8 Mart 2012 Perşembe

Sinan hoca köyü, düşünceler...



Alabalık vadisinden doğan Manavgat  çayı, Oymapınar barajında   durulup gölleşmeden hemen önce Sinanhoca'dan  geçer.
Burası ilk bakışta, Antalya’ya bu denli yakın olmasına karşın, doğallığını koruyabilmiş ender yerlerden birisi gibi görünür insana.
Kara kovan ballarına, makiliklerin ve dağ çiçeklerinin  kokusu sinmiştir sanki.
Her mevsim başka renklerde akan soğuk çayında, ürkek kırmızı benekli alabalıklar gezinir.  
Sonbaharda, buza çalan maviliğin  hemen ötesinde başlayan kayalık dağların gümüşümsü yamaçları,  ağaçlarda ve yerlerde gezinen  yaprakların sarı, kahve ve  kırmızılarıyla doğanın en güzel tablolarından birisini yaratır.

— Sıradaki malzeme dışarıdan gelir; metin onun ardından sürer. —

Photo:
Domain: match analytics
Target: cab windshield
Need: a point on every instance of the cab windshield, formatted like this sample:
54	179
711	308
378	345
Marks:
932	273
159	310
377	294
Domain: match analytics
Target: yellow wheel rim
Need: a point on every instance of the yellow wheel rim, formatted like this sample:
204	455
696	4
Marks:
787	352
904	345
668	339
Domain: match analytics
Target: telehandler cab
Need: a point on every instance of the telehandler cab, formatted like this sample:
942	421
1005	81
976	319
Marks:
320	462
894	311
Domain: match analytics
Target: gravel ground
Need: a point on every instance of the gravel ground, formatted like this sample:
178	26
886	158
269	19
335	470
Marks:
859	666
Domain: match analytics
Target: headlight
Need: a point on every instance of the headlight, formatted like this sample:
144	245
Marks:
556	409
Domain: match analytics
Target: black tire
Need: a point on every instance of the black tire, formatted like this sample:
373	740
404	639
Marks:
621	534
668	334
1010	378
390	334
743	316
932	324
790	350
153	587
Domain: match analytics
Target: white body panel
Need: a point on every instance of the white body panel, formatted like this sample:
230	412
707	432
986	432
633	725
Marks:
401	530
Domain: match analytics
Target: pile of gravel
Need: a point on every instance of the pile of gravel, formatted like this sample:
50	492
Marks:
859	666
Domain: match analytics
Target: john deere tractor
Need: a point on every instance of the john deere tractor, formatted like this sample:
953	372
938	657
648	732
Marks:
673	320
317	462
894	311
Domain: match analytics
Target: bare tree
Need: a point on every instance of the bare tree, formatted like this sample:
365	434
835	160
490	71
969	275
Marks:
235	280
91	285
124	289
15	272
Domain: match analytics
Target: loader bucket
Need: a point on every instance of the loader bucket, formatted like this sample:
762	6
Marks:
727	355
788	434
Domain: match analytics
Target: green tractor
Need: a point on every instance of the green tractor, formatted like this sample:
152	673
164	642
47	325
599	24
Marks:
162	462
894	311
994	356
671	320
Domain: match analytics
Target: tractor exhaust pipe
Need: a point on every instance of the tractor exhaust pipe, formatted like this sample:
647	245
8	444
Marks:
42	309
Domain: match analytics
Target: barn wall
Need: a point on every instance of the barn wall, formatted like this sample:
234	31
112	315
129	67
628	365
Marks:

Dağların sardığı küçük düzlük neredeyse köyün tüm kültür tarihini toplamıştır.
Acaba şu ahşap evin yanında duran  mahzun selvi ağacının Afganistan dağlarından, zeytin ve incirlerin Filistin ve Suriye'den, üzümlerin Hazar denizi güney kıyılarından, geldiğini bilen var mıdır buralar da?
Her öğlen köyün küçük camisinden yükselen ses, yine çok ama çok uzaklardan gelen bir inancın çağrısını köye yayar.
Amerikanın keşfi, haçlı seferleri, kavimler göçü, yunan kolonileri, Roma imparatorluğu, Osmanlılar ve daha nicelerinin  dağların ortasındaki şu  küçük vadiyi ve kültürünü birlikte ve yeniden yarattığına inanmak zor geliyor insana.